I can post more logs. Please let me know which log you need under /var/log
kern.log (922.9 KB)
kern.log.2.gz (341.0 KB)
syslog.2.gz (92.7 KB)
I encountered one auto reset this afternoon. You may find it in the attached kern.log. (funny cannot upload syslog, syslog.1, kern.log.1 because of their suffix not allowed…)

Hi,

You could check the serial console log. But remember to disable the “quiet” in extlinux.conf. Otherwise the log from kernel would be silent.

Serial console log is not under /var/log. It will even dump the log from bootloader.
https://elinux.org/Jetson/General_debug

It may be possible same result as your current logs. I just want to make sure nothing missing from syslog.

According to latest log, I saw there is gpu error in your log again, 20 sec later, with a kernel panic… But this time there is no kernel paging error. It is cpu error and is from eqos driver… (ethernet controller).

will do (but perhaps I need to dig out how or you may give me couple hints on how to record serial console log)

So far, what’s your take? is this gpu error caused by software? or voltage fluctuation?

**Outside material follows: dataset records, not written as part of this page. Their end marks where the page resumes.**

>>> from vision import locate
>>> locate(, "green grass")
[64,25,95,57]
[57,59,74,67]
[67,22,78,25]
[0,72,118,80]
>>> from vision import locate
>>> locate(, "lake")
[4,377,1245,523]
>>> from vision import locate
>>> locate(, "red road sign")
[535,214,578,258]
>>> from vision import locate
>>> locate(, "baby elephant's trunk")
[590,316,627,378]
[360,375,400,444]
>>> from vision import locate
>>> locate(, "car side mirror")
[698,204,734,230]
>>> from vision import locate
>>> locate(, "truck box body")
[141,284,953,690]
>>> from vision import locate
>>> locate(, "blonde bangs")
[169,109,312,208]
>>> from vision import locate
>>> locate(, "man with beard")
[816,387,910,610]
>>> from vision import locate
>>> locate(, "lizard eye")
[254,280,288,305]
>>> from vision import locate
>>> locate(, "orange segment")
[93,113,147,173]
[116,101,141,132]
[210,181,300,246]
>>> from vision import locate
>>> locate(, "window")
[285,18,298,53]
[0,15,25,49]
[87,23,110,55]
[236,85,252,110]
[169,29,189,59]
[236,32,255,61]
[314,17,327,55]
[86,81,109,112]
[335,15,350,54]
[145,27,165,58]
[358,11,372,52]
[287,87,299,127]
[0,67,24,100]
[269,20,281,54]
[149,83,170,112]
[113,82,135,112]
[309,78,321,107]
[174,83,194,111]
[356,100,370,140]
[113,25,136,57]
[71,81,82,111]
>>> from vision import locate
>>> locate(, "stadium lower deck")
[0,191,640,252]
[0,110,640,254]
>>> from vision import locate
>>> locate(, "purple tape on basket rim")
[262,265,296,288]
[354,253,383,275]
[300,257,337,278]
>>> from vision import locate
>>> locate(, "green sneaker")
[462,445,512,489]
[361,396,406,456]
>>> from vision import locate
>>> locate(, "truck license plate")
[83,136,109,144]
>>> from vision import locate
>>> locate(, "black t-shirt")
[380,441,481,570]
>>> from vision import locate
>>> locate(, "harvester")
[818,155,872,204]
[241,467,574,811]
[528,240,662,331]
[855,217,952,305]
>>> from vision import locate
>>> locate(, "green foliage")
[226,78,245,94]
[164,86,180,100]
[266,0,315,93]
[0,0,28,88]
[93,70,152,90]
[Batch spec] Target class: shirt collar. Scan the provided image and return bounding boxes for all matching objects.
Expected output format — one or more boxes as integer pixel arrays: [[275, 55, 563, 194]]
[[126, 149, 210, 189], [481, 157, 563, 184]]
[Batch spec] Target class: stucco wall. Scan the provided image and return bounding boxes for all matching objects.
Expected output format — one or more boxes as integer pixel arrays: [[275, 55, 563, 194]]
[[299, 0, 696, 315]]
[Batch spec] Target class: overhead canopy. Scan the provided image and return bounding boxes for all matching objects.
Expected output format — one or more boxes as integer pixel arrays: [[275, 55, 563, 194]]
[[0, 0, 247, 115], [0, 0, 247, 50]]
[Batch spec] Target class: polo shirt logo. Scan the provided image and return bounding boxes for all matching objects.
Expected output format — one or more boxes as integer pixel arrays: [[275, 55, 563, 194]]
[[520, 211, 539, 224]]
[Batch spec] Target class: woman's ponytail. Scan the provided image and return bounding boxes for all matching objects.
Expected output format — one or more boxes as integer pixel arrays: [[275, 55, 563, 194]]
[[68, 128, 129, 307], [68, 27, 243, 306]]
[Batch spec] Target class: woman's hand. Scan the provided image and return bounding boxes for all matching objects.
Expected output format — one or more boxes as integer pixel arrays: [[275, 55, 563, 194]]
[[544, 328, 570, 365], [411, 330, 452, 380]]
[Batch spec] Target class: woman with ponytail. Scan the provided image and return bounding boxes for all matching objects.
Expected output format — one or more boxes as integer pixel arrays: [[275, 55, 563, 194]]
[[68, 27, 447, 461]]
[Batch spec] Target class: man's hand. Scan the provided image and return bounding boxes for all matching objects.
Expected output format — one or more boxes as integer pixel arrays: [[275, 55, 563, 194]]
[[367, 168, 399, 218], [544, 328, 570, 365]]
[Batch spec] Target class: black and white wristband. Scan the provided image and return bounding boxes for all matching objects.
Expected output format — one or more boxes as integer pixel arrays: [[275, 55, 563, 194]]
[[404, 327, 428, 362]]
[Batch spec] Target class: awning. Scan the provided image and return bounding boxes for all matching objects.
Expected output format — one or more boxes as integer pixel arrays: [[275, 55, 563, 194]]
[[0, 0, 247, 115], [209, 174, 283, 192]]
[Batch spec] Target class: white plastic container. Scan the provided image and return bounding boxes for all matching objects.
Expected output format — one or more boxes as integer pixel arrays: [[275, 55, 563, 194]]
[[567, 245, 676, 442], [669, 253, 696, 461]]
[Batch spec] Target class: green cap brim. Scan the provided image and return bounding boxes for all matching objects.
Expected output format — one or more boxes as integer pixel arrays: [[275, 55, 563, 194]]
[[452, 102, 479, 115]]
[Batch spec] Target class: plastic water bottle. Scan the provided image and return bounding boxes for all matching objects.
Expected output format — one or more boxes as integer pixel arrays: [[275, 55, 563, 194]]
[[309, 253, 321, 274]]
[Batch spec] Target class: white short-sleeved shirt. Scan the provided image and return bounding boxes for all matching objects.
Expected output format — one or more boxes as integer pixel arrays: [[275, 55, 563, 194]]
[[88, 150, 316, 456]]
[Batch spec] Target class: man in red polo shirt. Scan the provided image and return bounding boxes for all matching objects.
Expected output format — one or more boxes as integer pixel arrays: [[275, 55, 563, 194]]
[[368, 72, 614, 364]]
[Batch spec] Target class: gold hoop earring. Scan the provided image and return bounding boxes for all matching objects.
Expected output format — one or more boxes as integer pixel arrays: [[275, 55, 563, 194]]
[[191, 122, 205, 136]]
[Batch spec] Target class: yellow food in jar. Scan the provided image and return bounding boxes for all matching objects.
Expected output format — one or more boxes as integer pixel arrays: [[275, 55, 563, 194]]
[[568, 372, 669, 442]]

I think that is caused by gpu driver. We will investigate this.

Hi,

Sorry that I just notice something from your log.
Are you sure your tegrastats result in #5 the correct one?

Because the gpu loading there is only 2%, it is unlike a case that would cause gpu error.

Also, your device seems unstable from the beginning. Kernel panic from eqos_napi_poll_rx seems always be there but it does not 100% cause the problem.

For example, below one has error at 8 pm but the system reboots after hours.

ug 30 20:00:51 agx kernel: [ 685.742381] [] napi_gro_receive+0x15c/0x188
Aug 30 20:00:51 agx kernel: [ 685.742397] [] eqos_napi_poll_rx+0x358/0x430
Aug 30 20:00:51 agx kernel: [ 685.742405] [] net_rx_action+0xf4/0x358
Aug 30 20:00:51 agx kernel: [ 685.742413] [] __do_softirq+0x13c/0x3b0
Aug 30 20:00:51 agx kernel: [ 685.742428] [] irq_exit+0xd0/0x118
Aug 30 20:00:51 agx kernel: [ 685.742436] [] __handle_domain_irq+0x6c/0xc0
Aug 30 20:00:51 agx kernel: [ 685.742443] [] gic_handle_irq+0x5c/0xb0
Aug 30 20:00:51 agx kernel: [ 685.742450] [] el1_irq+0xe8/0x194
Aug 30 20:00:51 agx kernel: [ 685.742465] [] smpboot_thread_fn+0xd4/0x248
Aug 30 20:00:51 agx kernel: [ 685.742473] [] kthread+0xec/0xf0
Aug 30 20:00:51 agx kernel: [ 685.742481] [] ret_from_fork+0x10/0x30
Aug 30 20:00:52 agx kernel: [ 686.469476] INFO: rcu_sched detected stalls on CPUs/tasks:
Aug 30 20:00:52 agx kernel: [ 686.469710] 0-…: (1 GPs behind) idle=543/140000000000002/0 softirq=93458/93460 fqs=2154
Aug 30 20:00:52 agx kernel: [ 686.469863] (detected by 1, t=5252 jiffies, g=13903, c=13902, q=6)
Aug 30 20:00:52 agx kernel: [ 686.469999] Task dump for CPU 0:
Aug 30 20:00:52 agx kernel: [ 686.470009] ksoftirqd/0 S 0 3 2 0x00000002
Aug 30 20:00:52 agx kernel: [ 686.470019] Call trace:
Aug 30 20:00:52 agx kernel: [ 686.470050] [] __switch_to+0x9c/0xc0
Aug 30 20:00:52 agx kernel: [ 686.470055] [<000000000000000e>] 0xe
Aug 31 13:18:53 agx kernel: [ 0.000000] Booting Linux on physical CPU 0x0
Aug 31 13:18:53 agx kernel: [ 0.000000] Linux version 4.9.140-tegra (buildbrain@mobile-u64-3193) (gcc version 7.3.1 20180425 [linaro-7.3-2018.05 revision d29120a424ecfbc167ef90065c0eeb7f91977701] (Linaro GCC 7.3-2018.05) ) #1 SMP PREEMPT Wed Apr 8 18:15:20 PDT 2020

Is this reboot triggered by you manually or the system?
Could you run sudo tegrastats again with DS application and wait for the error coming again? I need to know the tegarsstats result right before the system reboot.

Please do confirm the tegrastats result.
We ran another 3 hours with ds sample but the tegrastats result is totally different from your case.